Time Period3 Months [change]
DirectionMoves Against 
StrengthInsignificant
Accuracy95.31%
ValuesDaily Returns

Highland Global Allocation  vs.  Amdocs Limited

 Performance 
       Timeline  
Highland Global Allo 

Risk-Adjusted Performance

OK

 
Weak
 
Strong
Compared to the overall equity markets, risk-adjusted returns on investments in Highland Global Allocation are ranked lower than 8 (%) of all funds and portfolios of funds over the last 90 days. Despite somewhat unfluctuating essential indicators, Highland Global may actually be approaching a critical reversion point that can send shares even higher in August 2025.
Amdocs Limited 

Risk-Adjusted Performance

Very Weak

 
Weak
 
Strong
Over the last 90 days Amdocs Limited has generated negative risk-adjusted returns adding no value to investors with long positions. Despite nearly stable basic indicators, Amdocs is not utilizing all of its potentials. The newest stock price disturbance, may contribute to mid-run losses for the stockholders.

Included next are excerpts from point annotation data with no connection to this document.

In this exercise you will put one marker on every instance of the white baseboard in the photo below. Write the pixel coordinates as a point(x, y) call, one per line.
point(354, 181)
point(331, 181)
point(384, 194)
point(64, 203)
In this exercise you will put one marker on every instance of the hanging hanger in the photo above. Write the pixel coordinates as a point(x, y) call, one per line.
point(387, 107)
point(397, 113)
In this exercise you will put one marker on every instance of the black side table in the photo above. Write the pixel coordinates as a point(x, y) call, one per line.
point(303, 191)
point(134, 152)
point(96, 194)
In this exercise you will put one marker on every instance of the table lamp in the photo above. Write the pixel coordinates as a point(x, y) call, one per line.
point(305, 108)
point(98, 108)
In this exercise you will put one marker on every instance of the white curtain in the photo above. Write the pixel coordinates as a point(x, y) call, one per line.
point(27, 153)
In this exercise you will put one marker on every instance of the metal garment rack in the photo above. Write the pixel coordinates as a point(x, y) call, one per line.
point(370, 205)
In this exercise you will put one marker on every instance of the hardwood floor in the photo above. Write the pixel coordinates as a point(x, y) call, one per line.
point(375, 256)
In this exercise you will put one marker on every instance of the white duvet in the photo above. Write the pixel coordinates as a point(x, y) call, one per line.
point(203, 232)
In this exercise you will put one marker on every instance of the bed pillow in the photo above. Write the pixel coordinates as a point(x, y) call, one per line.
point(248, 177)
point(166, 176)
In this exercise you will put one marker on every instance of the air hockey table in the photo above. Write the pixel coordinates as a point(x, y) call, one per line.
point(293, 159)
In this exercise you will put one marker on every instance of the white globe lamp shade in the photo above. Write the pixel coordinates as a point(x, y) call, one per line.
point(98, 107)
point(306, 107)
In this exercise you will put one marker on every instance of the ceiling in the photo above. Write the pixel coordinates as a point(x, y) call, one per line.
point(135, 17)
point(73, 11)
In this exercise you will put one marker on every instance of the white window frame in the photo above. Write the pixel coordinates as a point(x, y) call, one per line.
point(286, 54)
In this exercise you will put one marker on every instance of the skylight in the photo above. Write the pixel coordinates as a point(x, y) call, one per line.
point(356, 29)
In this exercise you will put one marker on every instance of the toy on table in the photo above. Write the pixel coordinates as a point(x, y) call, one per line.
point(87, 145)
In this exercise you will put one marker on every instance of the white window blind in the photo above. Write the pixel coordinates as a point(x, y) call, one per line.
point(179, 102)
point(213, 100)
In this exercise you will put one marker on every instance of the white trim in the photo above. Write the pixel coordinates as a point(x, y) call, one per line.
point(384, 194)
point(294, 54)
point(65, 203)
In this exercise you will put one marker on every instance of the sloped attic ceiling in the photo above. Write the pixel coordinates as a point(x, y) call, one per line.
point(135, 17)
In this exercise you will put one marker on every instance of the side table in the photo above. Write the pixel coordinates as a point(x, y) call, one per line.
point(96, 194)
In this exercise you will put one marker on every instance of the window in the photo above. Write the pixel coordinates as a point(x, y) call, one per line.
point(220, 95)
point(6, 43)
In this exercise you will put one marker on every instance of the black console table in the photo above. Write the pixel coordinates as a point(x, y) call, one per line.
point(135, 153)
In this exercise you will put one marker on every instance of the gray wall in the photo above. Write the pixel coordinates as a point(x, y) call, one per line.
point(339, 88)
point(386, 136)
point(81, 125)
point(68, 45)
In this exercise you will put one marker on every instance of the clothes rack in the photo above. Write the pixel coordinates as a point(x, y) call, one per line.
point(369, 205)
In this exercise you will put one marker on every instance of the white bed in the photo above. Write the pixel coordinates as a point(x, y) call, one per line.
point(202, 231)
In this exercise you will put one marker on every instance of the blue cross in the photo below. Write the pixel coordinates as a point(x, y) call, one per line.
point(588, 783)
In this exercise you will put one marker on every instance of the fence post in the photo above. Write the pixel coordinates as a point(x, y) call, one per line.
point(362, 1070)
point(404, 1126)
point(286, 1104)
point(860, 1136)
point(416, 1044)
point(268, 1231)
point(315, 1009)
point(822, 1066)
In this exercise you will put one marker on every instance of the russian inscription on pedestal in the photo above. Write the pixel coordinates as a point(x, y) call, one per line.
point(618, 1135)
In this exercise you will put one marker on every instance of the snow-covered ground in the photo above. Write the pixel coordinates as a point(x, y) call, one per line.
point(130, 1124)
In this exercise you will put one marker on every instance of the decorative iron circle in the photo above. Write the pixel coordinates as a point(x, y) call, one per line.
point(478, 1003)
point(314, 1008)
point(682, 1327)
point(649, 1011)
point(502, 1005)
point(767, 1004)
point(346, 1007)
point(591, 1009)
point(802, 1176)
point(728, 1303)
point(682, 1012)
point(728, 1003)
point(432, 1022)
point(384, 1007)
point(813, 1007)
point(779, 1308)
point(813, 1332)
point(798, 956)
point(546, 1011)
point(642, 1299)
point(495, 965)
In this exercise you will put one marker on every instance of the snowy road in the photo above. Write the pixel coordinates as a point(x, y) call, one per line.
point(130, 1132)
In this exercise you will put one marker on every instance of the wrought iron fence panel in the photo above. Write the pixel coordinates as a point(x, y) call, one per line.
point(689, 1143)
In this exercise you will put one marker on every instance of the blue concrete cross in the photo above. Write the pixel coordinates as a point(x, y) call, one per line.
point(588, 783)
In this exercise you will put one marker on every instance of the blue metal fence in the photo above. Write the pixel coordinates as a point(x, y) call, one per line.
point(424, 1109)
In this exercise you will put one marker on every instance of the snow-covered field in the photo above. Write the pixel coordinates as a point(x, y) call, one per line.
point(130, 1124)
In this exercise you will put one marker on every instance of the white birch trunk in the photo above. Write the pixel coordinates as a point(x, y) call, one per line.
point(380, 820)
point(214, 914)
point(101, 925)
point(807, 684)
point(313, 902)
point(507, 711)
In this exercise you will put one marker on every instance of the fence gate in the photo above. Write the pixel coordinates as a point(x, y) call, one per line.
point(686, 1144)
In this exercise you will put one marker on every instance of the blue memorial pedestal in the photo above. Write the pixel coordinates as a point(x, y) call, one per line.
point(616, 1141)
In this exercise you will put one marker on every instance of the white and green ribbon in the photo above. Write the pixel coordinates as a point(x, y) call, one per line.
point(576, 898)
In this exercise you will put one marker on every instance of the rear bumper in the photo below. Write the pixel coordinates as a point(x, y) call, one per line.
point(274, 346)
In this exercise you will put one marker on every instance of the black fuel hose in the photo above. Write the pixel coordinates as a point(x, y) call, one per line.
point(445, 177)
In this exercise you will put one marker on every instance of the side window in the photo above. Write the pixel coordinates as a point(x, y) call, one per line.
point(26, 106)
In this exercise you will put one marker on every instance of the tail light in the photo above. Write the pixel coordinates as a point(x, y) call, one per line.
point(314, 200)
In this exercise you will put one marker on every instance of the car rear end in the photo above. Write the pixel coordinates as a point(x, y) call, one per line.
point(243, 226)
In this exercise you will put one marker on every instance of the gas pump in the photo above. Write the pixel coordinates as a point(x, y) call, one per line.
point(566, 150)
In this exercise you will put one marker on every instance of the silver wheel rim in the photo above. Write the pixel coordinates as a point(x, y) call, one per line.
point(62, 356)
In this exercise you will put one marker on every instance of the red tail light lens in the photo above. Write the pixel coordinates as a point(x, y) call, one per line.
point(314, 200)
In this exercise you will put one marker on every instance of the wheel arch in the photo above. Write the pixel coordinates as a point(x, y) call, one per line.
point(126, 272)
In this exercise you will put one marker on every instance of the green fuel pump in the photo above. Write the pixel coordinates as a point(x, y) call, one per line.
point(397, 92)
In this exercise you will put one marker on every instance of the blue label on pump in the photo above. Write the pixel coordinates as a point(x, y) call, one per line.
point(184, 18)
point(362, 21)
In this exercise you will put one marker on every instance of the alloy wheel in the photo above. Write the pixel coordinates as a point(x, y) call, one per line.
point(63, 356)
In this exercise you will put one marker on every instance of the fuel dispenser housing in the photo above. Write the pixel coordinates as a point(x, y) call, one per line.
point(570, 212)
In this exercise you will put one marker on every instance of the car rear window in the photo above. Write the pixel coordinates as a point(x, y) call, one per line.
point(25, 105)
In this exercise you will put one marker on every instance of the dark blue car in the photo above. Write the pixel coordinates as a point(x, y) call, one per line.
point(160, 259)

Highland Global and Amdocs Volatility Contrast

   Predicted Return Density   
       Returns  

Pair Trading with Highland Global and Amdocs

The main advantage of trading using opposite Highland Global and Amdocs positions is that it hedges away some unsystematic risk. Because of two separate transactions, even if Highland Global position performs unexpectedly, Amdocs can make up some of the losses. Pair trading also minimizes risk from directional movements in the market. For example, if an entire industry or sector drops because of unexpected headlines, the short position in Amdocs will offset losses from the drop in Amdocs' long position.
The idea behind Highland Global Allocation and Amdocs Limited pairs trading is to make the combined position market-neutral, meaning the overall market's direction will not affect its win or loss (or potential downside or upside). This can be achieved by designing a pairs trade with two highly correlated stocks or equities that operate in a similar space or sector, making it possible to obtain profits through simple and relatively low-risk investment.
Check out your portfolio center.
Note that this page's information should be used as a complementary analysis to find the right mix of equity instruments to add to your existing portfolios or create a brand new portfolio. You can also try the Portfolio Volatility module to check portfolio volatility and analyze historical return density to properly model market risk.